We specify several training prameters.

In [None]:
import warnings

warnings.simplefilter("ignore", category=DeprecationWarning)
warnings.simplefilter("ignore", category=ResourceWarning)

config = {
    "img_meters": 50,  # Observation image area size in meters.
    "img_pixels": 112,  # Observation image size in pixels.
    "n_stack": 3,  # Number of frames to stack as input to policy network.
    "train_steps": 2500,  # Number of training steps.
    "checkpoint_freq": 1e3,  # Save a model every checkpoint_freq calls to env.step().
    "eval_eps": 10,  # Number of evaluation epsiodes.
    "eval_freq": 1e3,  # Evaluate the trained model every eval_freq steps and save the best model.
    "alg": "PPO",  # Stable Baselines3 algorithm.
    "alg_kwargs": {"policy": "CnnPolicy", "target_kl": 0.1},  # Network policy.
}


def main(config):
    # Make training and evaluation environments.
    env = make_env(config=config)
    eval_env = make_env(config=config)

    # Run training or evaluation.
    run(env=env, eval_env=eval_env, config=config)
    env.close()

Finally, we are ready to train the agent.

In [None]:
from datetime import datetime
from pathlib import Path

time = datetime.now().strftime("%Y_%m_%d_%H_%M_%S")
logdir = Path("/content/SMARTS/examples/rl/intersection/logs") / time
logdir.mkdir(parents=True, exist_ok=True)
config["logdir"] = logdir
config["mode"] = "train"

# Train the agent
main(config)

# Evaluate a pre-trained agent

Evaluate a pre-trained agent and compare its performance with the newly-trained agent above. 

In [None]:
# Download the pre-trained agent.
!curl -o /content/SMARTS/examples/rl/intersection/logs/pretrained/intersection.zip --create-dirs -L https://github.com/Adaickalavan/SMARTS-zoo/raw/main/intersection-v0/PPO_5800000_steps.zip

time = datetime.now().strftime("%Y_%m_%d_%H_%M_%S")
logdir = Path("/content/SMARTS/examples/rl/intersection/logs") / time
logdir.mkdir(parents=True, exist_ok=True)
config["logdir"] = logdir
config["mode"] = "evaluate"
config[
    "model"
] = "/content/SMARTS/examples/rl/intersection/logs/pretrained/intersection"

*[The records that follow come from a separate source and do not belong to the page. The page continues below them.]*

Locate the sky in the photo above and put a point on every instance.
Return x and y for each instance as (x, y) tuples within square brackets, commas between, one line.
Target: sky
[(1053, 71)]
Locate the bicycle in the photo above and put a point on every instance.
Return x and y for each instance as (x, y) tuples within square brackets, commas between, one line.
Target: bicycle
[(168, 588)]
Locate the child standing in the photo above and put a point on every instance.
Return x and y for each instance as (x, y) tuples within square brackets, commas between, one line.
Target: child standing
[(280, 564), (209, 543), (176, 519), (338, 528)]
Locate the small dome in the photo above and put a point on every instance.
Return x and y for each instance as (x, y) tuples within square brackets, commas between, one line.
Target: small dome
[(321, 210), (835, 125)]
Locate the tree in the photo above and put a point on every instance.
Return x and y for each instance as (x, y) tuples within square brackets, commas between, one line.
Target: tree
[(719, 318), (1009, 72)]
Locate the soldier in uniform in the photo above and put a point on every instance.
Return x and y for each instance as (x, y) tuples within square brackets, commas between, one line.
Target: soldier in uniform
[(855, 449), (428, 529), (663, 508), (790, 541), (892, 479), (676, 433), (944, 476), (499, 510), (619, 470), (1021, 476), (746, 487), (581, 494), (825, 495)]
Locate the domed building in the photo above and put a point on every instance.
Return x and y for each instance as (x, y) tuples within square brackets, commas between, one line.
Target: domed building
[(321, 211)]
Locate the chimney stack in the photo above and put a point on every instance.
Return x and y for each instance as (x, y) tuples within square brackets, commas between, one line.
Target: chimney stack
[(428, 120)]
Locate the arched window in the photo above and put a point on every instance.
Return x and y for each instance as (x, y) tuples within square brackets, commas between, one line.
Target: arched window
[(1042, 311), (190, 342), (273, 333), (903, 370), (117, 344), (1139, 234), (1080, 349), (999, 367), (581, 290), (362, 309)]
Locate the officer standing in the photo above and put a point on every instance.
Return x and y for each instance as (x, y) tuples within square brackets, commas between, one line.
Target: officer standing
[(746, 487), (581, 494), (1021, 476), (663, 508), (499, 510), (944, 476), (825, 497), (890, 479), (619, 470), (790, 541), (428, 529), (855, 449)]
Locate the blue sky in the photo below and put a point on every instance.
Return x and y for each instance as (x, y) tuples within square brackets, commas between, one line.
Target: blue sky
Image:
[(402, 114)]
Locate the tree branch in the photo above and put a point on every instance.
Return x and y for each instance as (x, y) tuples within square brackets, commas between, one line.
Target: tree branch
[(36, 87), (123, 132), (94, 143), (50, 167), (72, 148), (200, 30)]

# Evaluate the pre-trained agent
main(config)

# Tensorboard

For reference, you may want to view the training logs captured during the training of the pre-trained agent.

In [None]:
# Download the tensorboard logs of the pre-trained agent
!curl -o /content/SMARTS/examples/rl/intersection/logs/pretrained/events.out.tfevents.1651601587.gx3.16.0 --create-dirs -L https://github.com/Adaickalavan/SMARTS-zoo/raw/main/intersection-v0/events.out.tfevents.1651601587.gx3.16.0

# Load the TensorBoard extension
%load_ext tensorboard
%tensorboard --logdir /content/SMARTS/examples/rl/intersection/logs/pretrained/